The lobster bake, for which the rain date is Sunday, also from 6 to 8:30, is “our only major fund-raiser of the year,” said Michael Cinque, the museum’s co-president, “which is really important, because we’re becoming a real museum.”
Last year, the museum christened a new surfboat, a smaller, seaworthy, and more refined version of the museum’s 1908 Beebe surfboat, the last surviving vessel of the type used at the station. Frederick Chase Beebe, who was born on Shelter Island, designed and developed the 27-foot Beebe surfboat in Greenport. After surf testing in Bridgehampton, he won a federal contract. Hundreds of the surfboats were put to lifesaving use along the east coasts of the United States and Canada.
The museum recently procured hand tools that were part of the Beebe surfboat collection, Mr. Cinque said, and that acquisition and the Beebe-McLellan replica — “so we could get a boat that is seaworthy” — were financed by money raised from the lobster bake. “It starts with buying a ticket,” he said. “Then, we build the collection.”
“We need the funds like any other 501(c)(3)” nonprofit organization, Mr. Cinque said. The museum “is a special part of the history of Amagansett. People have really come out and supported it.” Of those who attend a lobster bake, a large majority return the following year, he added.
The Amagansett station, built in 1902 and opened as a museum in 2017 after a comprehensive exterior restoration, is recognized by the National Register of Historic Places.

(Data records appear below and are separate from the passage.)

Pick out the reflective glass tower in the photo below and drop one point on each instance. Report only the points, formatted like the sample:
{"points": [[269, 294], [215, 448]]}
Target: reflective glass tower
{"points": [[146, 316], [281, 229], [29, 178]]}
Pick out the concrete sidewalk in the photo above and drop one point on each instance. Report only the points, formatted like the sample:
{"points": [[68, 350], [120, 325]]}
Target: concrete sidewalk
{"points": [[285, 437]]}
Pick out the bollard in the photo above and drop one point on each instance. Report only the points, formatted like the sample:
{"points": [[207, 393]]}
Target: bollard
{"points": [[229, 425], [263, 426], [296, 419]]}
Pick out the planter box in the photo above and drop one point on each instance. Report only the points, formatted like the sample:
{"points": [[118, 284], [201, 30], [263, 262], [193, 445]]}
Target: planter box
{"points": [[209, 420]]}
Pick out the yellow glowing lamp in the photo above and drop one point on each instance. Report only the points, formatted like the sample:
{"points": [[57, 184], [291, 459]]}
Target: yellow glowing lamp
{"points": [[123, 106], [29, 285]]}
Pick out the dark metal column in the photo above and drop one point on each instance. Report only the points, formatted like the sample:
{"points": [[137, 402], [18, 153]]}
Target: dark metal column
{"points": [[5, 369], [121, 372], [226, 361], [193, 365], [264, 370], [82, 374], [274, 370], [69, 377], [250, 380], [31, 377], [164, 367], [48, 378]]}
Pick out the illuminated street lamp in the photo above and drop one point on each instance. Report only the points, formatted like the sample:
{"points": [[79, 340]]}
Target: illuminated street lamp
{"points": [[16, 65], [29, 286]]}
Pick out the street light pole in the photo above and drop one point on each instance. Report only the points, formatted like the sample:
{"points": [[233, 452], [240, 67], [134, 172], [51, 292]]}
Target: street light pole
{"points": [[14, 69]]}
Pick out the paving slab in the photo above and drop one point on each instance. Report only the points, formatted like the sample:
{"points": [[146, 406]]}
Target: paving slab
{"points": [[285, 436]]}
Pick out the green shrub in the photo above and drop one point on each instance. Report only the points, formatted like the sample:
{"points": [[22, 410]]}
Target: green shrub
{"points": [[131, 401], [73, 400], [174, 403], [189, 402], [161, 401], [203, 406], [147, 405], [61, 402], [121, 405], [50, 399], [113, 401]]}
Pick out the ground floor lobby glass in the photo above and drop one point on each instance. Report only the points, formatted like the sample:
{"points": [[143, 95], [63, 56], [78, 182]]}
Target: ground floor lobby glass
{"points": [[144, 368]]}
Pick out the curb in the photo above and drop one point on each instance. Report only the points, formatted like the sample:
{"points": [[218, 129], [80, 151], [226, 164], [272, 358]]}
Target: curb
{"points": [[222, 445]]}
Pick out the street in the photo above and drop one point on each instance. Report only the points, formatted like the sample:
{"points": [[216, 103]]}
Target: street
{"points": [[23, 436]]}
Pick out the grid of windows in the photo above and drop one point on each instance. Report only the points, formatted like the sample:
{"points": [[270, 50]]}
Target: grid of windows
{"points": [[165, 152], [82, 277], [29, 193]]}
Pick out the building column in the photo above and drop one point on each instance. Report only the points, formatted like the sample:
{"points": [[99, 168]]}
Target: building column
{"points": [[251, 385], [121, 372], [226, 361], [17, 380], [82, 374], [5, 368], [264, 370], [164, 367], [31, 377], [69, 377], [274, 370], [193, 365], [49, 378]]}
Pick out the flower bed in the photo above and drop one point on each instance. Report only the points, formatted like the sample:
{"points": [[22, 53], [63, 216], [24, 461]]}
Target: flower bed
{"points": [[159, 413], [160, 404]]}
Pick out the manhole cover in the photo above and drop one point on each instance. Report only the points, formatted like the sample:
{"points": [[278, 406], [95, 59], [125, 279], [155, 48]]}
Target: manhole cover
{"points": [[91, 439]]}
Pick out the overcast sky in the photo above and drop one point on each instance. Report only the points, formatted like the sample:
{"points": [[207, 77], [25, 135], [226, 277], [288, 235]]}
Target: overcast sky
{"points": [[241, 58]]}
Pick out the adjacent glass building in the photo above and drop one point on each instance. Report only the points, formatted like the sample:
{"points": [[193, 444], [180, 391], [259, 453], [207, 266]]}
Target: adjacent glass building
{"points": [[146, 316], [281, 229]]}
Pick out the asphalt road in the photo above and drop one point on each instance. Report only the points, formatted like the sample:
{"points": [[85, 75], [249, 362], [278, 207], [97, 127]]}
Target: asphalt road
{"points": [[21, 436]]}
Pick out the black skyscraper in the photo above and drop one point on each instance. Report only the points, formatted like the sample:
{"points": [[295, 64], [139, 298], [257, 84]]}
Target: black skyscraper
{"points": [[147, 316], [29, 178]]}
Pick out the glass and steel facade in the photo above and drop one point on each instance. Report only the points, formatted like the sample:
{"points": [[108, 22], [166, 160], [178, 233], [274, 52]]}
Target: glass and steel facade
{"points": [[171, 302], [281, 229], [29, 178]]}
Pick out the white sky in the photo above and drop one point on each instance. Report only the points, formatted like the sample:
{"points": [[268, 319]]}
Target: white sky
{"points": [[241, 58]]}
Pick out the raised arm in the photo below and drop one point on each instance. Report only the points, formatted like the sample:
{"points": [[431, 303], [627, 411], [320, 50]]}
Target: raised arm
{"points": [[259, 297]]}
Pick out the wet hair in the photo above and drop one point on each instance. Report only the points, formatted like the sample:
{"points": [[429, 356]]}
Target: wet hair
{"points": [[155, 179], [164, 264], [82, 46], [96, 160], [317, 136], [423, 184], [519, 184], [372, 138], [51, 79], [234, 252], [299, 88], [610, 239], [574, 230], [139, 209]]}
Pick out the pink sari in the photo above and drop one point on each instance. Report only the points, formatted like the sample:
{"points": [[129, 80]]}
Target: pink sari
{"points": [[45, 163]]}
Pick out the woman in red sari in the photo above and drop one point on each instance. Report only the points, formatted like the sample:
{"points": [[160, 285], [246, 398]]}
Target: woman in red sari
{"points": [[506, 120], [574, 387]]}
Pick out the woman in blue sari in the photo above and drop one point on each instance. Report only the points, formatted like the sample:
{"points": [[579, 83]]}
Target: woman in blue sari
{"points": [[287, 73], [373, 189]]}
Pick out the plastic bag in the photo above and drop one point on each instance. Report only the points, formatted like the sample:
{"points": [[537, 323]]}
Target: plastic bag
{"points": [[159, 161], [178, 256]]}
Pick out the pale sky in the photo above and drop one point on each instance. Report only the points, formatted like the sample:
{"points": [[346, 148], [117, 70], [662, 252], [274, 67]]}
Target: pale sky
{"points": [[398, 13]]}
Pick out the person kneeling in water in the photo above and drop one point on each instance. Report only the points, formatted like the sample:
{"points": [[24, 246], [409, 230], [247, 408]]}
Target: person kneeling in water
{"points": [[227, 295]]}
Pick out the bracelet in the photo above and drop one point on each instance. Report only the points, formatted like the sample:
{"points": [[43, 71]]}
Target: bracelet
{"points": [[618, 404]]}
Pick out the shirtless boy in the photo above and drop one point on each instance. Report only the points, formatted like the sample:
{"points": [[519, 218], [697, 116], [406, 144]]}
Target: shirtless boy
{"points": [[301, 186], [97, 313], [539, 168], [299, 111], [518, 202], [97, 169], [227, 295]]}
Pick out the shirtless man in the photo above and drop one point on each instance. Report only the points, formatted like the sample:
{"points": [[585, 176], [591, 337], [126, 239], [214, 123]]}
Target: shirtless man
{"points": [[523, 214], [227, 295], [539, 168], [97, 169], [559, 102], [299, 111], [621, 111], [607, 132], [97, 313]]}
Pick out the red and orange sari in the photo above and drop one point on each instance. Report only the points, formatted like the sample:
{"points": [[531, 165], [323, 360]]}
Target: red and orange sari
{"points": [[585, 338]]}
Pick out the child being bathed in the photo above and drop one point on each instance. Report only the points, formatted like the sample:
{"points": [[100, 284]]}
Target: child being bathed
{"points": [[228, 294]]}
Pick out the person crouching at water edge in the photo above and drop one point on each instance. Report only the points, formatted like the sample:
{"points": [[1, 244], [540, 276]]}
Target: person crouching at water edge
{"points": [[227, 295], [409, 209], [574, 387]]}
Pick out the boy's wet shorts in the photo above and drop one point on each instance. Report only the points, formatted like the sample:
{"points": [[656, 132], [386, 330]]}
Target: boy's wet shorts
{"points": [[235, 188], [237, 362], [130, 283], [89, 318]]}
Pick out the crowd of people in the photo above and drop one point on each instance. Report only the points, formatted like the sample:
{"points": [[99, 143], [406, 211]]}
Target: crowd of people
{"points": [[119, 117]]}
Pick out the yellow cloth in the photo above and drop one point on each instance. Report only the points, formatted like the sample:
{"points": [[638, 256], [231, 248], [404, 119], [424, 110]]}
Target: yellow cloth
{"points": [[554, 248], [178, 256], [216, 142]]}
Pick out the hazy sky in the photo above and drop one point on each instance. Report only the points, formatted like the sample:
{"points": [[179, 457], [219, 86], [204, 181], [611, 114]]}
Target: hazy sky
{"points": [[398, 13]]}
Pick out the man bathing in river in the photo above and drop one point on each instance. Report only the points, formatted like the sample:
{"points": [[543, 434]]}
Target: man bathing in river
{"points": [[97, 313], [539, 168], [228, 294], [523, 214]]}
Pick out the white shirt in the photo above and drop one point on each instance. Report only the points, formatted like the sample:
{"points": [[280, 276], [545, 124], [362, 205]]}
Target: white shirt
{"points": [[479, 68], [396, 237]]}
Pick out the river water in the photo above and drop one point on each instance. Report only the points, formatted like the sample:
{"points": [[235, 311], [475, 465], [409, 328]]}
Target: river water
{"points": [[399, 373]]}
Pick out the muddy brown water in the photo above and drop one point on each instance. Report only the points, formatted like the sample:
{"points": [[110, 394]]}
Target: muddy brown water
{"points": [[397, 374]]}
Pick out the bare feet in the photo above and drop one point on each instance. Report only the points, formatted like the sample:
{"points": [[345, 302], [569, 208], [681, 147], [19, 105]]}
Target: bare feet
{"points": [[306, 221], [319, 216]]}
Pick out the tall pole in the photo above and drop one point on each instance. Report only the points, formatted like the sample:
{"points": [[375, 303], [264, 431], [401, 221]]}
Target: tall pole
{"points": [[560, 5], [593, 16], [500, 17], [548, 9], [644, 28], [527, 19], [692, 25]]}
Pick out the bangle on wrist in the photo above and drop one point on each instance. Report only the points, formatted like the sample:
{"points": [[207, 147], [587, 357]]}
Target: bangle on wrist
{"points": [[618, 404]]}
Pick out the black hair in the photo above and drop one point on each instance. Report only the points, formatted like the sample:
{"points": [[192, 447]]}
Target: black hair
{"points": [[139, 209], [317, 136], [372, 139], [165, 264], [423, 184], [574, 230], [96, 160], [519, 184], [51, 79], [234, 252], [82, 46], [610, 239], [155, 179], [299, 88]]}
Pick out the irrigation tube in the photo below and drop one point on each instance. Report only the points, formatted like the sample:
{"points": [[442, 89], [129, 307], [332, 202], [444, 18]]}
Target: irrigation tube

It was operated by the U.S. Life-Saving Service until 1915. The Coast Guard then took over its operation, and it continued to be used until 1944.
Once part of a network of 30 lifesaving stations across the South Shore of Long Island, the crew kept watch from the lookout tower and by patrolling the beach. Discovering a ship in distress, they would perform a rescue by launching a surfboat or firing a line to the ship and taking people off on a sort of zip line with a breeches buoy life ring. From 1902 to 1937, the crew of the Amagansett station, most of them experienced fishermen and shore whalers, kept watch over the beach and rescued goods, passengers, and sailors from dozens of shipwrecks.
The museum is now in need of docents and is seeking volunteers. “It’s not a museum unless the doors are open,” Mr. Cinque said.